Chapter 7

253 Words
Chapter 7: Anne’s Breaking Point One evening, Anne followed Vincent to a hotel downtown, her hands trembling on the steering wheel of her old Honda. She’d seen the address in his calendar—*The Meridian, 7 p.m.*—marked innocuously as “client dinner.” She parked across the street, heart pounding so loud she could hear it over the radio. Through the lobby window, illuminated by chandeliers, she saw him embrace Aria. Not a handshake, not a polite hug—an embrace, his hands low on her back, her face buried in his neck. Anne’s world tilted. She drove home in tears, running a red light, crashing into a mailbox on Elm Street. The airbag deployed with a powdery hiss; her forehead throbbed where it hit the wheel.
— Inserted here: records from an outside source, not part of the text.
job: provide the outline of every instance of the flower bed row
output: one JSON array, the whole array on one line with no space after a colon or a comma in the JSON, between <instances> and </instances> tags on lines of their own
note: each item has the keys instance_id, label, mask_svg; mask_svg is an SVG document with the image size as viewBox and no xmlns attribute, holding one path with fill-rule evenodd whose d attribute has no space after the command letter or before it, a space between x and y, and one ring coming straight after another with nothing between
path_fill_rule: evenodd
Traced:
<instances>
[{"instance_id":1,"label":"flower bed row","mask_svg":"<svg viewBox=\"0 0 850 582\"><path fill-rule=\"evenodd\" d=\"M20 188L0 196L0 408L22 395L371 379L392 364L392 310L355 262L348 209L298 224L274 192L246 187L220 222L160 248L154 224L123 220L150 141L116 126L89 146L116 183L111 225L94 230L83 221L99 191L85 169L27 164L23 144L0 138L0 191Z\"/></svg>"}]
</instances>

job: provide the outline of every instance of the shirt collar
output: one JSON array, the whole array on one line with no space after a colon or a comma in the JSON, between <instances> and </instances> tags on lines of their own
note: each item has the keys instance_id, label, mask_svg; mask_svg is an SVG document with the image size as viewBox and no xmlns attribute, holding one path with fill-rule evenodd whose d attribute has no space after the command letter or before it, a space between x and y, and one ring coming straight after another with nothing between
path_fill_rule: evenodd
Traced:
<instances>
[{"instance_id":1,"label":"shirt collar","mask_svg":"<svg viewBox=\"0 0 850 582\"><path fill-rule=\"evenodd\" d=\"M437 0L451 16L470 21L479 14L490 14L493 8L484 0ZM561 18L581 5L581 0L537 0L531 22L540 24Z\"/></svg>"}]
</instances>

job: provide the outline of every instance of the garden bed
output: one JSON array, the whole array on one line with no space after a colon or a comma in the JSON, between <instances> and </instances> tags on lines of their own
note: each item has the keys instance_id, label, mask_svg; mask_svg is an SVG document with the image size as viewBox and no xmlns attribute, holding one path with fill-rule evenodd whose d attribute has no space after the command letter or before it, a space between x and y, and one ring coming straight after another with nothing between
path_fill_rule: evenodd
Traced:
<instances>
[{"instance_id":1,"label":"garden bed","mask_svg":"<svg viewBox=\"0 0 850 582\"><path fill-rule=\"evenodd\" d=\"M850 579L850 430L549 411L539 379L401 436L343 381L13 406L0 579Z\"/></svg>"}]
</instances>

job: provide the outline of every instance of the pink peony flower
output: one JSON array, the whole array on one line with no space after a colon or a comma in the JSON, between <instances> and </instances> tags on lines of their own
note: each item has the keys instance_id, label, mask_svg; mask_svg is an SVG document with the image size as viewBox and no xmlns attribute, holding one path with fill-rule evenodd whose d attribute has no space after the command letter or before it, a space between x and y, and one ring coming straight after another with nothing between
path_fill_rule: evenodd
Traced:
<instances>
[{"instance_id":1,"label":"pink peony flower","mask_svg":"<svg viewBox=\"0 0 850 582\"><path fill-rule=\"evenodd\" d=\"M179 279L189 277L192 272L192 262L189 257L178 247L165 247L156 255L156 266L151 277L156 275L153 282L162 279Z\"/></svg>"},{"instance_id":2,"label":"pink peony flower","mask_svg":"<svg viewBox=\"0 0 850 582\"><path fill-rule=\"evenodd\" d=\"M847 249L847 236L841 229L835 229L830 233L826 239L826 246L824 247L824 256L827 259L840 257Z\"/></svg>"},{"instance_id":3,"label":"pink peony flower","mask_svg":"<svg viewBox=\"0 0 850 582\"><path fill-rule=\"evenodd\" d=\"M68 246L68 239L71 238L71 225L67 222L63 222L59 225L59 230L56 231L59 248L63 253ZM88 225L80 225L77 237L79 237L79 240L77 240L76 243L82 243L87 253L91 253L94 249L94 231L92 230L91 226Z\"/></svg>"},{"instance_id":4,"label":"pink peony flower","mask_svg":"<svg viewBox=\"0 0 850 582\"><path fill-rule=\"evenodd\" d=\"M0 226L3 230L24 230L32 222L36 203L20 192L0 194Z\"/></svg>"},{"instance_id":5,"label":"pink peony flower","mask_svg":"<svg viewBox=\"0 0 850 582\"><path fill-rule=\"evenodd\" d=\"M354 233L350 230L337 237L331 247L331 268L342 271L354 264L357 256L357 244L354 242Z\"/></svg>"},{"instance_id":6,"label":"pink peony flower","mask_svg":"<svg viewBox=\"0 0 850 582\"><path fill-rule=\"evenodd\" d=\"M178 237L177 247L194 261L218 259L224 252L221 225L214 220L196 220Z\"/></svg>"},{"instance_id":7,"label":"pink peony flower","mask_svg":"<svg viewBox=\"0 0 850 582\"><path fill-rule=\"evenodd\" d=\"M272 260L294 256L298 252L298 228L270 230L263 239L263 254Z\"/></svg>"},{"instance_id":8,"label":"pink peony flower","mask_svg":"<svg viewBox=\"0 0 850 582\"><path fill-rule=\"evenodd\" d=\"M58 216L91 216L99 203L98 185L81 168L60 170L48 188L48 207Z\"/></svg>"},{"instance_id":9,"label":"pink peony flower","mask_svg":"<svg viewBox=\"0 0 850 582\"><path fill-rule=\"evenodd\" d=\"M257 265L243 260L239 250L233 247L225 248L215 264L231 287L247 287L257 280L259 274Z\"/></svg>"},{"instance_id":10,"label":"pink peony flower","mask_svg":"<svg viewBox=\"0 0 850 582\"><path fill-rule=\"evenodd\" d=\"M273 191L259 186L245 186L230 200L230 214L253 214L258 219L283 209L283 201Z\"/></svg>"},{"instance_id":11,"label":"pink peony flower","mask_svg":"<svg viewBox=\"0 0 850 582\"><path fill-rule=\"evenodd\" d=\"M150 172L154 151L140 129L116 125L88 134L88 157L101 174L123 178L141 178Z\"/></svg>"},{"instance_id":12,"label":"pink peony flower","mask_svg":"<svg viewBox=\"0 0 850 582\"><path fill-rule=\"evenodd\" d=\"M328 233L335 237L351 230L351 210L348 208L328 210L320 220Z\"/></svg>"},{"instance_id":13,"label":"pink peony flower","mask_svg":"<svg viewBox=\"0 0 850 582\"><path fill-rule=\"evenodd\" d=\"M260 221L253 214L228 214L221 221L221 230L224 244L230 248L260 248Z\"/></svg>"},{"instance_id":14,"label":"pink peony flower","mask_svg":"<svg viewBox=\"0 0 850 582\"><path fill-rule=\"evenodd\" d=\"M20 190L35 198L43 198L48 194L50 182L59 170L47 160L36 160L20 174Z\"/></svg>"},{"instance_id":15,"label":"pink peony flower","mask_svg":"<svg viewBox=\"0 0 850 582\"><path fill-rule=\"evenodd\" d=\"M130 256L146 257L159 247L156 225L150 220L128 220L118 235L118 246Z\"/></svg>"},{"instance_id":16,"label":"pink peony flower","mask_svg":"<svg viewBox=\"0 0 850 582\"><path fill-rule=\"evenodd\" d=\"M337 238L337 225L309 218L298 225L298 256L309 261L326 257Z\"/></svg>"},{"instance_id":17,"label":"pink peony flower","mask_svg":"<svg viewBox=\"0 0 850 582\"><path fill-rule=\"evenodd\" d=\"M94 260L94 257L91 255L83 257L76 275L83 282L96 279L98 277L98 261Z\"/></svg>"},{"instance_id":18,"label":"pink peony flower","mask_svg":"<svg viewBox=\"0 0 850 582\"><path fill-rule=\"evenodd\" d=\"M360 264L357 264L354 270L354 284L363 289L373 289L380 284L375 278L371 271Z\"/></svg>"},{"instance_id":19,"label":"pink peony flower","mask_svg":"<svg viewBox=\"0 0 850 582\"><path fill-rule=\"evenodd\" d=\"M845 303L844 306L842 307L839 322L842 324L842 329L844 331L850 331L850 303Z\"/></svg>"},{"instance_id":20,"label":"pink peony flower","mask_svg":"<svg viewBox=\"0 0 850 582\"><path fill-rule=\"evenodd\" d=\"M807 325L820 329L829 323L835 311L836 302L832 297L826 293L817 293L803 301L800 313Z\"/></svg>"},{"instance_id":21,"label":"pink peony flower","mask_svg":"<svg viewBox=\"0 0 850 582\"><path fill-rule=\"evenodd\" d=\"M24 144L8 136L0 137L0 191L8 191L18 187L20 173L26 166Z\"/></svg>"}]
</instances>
Liam rushed over, finding her slumped on the couch, ice pack pressed to her head, blood trickling from a cut on her hand. “What the hell happened?” he demanded, grabbing the first-aid kit. Between sobs, she told him everything. “You deserve better, sis,” he said fiercely, bandaging her hand with gentle precision. “He’s a coward.” Anne nodded, but inside, she felt trapped, like a bird beating wings against a window. At work, Clara suggested therapy. “Couples counseling saved my sister’s marriage.” Anne dismissed it, pouring her pain into a series of dark, stormy paintings—black oceans, lightning-split skies, figures dissolving into shadow. Mr. Patel hung one in the front window. It sold in a day.